教育基本法「改正」に反対し、その廃案を求める
安部晋三首相は去る9月29日の所信表明演説で、教育改革を最重要課題の一つとして位置づけ、継続審議となっている教育基本法「改正」案の早期成立を目指すとした。この「改正」に関しては、教育関係者、関連学会等において反対声明が出され、また多くの自治体で慎重審議の決議がなされている。
戦前の国家が国民の精神や教育内容を統制し、侵略戦争に国民を動員し、日本とアジアの人々に計りしれない損害を与えた。教育は、「人格の完成」という教育本来の目的達成のために行われるべきであって、国家が政策目的実現のため教育を利用し統制することがあってはならない。

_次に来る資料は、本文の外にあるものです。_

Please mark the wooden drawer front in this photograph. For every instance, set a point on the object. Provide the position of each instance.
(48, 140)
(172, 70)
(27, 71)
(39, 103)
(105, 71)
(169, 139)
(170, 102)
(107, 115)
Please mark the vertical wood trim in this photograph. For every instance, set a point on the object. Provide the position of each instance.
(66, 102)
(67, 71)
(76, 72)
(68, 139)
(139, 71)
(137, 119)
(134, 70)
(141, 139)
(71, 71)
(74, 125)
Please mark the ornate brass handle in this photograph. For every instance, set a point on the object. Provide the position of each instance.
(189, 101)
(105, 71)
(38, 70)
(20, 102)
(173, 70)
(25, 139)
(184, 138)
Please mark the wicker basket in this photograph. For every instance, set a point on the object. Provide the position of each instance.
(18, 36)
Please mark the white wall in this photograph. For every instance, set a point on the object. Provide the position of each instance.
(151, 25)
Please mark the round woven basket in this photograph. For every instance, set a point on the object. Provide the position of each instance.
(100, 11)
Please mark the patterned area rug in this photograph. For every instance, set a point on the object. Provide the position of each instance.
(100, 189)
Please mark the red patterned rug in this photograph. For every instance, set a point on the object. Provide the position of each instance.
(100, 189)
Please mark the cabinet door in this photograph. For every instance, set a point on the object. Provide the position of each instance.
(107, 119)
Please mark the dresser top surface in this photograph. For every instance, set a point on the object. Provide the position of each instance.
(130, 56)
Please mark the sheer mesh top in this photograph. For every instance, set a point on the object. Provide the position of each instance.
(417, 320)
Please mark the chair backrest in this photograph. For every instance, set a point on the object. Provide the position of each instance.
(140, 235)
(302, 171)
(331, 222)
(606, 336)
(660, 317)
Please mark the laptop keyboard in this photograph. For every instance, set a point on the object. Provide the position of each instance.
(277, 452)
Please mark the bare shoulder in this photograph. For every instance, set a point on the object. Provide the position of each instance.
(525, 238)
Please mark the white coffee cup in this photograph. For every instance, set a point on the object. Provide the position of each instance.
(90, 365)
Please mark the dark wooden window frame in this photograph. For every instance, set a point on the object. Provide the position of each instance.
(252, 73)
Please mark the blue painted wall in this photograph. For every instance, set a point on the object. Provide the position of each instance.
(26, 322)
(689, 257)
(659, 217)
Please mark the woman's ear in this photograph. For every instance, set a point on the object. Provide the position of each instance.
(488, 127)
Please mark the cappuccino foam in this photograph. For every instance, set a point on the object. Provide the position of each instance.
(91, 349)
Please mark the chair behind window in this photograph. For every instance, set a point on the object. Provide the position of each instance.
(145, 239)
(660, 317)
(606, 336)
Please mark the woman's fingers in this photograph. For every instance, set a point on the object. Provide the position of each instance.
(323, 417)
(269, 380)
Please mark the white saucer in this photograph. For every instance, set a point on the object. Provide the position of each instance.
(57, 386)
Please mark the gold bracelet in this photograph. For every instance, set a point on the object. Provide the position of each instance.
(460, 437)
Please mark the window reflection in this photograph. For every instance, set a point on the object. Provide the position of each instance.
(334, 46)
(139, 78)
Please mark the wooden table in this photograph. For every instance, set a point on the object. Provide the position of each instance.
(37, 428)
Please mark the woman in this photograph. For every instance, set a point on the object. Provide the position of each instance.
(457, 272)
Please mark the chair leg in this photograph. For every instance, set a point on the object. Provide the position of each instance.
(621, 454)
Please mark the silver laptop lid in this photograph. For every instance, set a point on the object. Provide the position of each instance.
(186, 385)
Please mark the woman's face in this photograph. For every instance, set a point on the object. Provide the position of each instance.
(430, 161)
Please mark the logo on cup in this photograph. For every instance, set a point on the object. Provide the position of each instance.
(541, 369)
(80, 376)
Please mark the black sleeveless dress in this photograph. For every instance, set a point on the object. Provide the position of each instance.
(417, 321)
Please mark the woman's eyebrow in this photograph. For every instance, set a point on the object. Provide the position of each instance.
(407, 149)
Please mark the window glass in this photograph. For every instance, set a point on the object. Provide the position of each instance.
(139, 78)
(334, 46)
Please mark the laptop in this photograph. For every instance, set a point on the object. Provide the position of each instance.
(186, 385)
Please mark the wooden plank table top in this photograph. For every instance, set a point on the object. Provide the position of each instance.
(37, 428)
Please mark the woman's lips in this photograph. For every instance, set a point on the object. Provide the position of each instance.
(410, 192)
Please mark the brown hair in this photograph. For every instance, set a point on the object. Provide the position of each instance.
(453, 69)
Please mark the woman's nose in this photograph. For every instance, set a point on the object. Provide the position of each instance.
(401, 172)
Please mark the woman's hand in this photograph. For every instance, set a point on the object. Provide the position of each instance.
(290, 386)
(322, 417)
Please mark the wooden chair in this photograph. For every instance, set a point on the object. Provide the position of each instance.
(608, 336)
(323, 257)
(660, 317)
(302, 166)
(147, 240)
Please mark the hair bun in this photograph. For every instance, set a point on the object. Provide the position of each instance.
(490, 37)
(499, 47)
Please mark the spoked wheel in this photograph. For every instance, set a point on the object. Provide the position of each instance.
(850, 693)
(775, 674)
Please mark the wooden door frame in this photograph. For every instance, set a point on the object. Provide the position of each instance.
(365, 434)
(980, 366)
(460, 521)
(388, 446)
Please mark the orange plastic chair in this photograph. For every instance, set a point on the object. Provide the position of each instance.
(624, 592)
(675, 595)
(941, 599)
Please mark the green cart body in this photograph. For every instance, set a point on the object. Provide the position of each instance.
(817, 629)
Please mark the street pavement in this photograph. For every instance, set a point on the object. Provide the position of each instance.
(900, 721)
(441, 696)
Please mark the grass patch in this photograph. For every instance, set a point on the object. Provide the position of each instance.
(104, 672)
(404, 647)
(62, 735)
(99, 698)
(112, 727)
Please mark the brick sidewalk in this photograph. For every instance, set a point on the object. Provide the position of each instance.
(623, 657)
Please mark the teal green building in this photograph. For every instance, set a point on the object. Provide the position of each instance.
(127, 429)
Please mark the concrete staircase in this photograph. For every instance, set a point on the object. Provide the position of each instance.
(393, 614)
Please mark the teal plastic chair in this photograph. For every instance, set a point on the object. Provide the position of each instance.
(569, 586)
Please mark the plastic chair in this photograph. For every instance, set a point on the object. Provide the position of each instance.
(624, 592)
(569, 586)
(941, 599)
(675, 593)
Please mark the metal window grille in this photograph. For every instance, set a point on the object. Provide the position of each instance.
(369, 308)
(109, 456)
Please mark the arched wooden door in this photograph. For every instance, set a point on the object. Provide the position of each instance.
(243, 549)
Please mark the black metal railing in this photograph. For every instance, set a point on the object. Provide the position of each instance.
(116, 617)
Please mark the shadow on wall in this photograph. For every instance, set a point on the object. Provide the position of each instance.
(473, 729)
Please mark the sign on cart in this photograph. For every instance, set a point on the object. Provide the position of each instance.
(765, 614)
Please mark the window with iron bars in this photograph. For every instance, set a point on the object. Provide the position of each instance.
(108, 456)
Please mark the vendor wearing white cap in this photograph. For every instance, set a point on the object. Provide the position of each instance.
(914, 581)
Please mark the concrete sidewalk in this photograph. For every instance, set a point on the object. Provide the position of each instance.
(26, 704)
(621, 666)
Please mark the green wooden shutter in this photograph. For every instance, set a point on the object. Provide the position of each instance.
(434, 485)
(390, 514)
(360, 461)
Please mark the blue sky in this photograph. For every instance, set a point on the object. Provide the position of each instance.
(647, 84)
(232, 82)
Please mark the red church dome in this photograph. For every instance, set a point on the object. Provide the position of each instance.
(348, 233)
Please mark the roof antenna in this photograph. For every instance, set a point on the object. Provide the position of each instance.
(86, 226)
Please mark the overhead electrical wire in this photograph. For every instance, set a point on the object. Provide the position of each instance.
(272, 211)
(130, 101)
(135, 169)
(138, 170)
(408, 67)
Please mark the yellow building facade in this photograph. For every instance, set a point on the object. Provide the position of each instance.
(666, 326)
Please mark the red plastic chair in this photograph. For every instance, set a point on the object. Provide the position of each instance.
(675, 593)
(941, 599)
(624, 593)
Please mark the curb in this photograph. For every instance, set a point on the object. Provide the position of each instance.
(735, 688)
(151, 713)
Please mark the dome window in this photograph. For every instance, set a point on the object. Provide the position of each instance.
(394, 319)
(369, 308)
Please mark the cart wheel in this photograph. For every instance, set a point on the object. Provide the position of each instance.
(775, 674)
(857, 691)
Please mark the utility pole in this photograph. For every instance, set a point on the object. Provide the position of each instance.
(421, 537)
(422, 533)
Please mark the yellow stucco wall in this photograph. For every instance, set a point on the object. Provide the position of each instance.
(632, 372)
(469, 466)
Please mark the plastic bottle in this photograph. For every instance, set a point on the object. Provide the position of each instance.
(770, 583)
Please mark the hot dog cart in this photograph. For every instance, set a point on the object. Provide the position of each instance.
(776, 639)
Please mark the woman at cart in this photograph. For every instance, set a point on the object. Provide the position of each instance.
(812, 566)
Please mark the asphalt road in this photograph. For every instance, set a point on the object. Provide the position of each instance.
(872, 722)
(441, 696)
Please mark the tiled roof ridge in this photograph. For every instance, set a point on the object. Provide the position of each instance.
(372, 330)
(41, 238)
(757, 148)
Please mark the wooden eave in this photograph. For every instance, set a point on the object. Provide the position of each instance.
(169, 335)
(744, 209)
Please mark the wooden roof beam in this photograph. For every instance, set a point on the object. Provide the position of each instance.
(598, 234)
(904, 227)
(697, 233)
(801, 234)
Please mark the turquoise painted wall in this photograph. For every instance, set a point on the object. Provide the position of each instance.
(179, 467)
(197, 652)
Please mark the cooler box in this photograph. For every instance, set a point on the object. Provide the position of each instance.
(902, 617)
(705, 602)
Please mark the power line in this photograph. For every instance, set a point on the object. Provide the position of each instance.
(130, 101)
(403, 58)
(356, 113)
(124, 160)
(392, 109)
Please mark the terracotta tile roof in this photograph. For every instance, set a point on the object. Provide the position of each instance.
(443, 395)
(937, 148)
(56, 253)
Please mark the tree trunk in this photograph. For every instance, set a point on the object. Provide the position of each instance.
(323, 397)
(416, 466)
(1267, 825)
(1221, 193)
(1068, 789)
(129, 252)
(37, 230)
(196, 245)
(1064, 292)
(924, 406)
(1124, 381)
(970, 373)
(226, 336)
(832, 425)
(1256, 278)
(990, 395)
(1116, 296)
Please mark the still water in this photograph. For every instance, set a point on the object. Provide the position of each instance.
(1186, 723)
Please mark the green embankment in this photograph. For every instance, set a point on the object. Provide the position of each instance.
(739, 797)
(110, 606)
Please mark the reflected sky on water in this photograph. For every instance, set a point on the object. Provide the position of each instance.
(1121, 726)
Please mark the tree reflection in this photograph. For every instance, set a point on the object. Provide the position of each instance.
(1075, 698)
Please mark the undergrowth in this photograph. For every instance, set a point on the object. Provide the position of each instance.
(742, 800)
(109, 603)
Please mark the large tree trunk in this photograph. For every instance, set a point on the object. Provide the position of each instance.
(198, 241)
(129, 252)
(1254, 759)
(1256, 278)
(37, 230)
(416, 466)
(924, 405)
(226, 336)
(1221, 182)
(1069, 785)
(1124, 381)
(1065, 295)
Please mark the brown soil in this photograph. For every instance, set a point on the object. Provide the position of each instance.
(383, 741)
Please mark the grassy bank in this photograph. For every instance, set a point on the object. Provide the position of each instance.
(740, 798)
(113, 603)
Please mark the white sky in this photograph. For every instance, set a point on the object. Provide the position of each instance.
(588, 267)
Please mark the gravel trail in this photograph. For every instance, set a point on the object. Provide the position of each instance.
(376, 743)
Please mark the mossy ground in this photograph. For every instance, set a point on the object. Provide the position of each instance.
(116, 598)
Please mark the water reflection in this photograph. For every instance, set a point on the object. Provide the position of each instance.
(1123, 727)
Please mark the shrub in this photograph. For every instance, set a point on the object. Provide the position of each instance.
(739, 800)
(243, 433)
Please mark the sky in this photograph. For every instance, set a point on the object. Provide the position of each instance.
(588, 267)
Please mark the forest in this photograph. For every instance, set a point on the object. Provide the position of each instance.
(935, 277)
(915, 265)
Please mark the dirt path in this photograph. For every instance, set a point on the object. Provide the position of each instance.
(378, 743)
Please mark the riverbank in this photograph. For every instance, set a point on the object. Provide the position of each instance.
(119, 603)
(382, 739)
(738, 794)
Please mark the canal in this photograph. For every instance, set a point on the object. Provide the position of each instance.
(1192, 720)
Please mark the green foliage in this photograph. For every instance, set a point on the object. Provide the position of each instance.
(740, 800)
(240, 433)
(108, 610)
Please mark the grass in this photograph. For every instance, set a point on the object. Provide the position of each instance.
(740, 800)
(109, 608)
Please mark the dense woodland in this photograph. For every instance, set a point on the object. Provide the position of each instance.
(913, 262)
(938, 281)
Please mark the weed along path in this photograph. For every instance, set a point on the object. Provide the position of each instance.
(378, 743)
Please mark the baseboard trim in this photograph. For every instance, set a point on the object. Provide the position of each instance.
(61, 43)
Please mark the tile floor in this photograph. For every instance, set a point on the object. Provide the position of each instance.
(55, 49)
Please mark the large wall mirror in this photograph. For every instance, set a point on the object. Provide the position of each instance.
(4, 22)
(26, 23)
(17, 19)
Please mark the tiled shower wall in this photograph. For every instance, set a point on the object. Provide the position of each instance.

現行教育基本法の前文で、日本国憲法に示された「民主的で文化的国家の建設」と「世界平和と人類の福祉への貢献」という理想の実現は、「根本において教育の力にまつべきもの」と教育のあり方を示している。
この「改正」案では、「教育の目的」の第2条において、教育目標を具体的内容の5項目にわたって「態度」として掲げている。これらの項目は、学習指導要領の道徳の項目に対応して、「道徳心」、「国を愛すること」、「伝統と文化の尊重」など内心に関わる項目を「態度」として、国民各人に備えさせるという重大な内容を含んでいる。この法案が成立すれば、「態度」を養うことを名目に、国旗の掲揚や、国歌斉唱、各種国家の行事等への参加が強制させられるおそれがある。第7条では、大学の規定が盛り込まれ、大学における研究成果を社会に提供することを目的とされており、これにより大学における教育研究が変質し、学問の自由、調和のある学術の発展が阻害される恐れがある。また現行法10条の「教育が不当な支配に服することなく、国民全体に対し直接責任を負って行われるべきもの」を「この法律及び他の法律の定めるところにより行われるべきもの」に変え、国家による教育の権力的統制を正当化するものにしている。第16条2項では、教育に関する総合的な施策の策定・実施権限を国に与えることにより、「教育振興基本計画」が作られ、全面的な政府による介入が進むことになる。このように今回の「改正」案は、現行法が掲げる教育の理念や目的とまったく異なる法案といわざるを得ない。
現在さまざまな教育問題が指摘されている。これらの問題が生じたのは、政府が教育基本法の精神を踏みにじり、その実現のための各種の教育条件整備を行ってこなかったのが原因ではないのか。今教育には、教育基本法の「改正」でなく、教育基本法にのっとった教育の実現こそが強く求められている。「改正」案の問題点を徹底的に明らかにして、廃案にすることを求めるものである。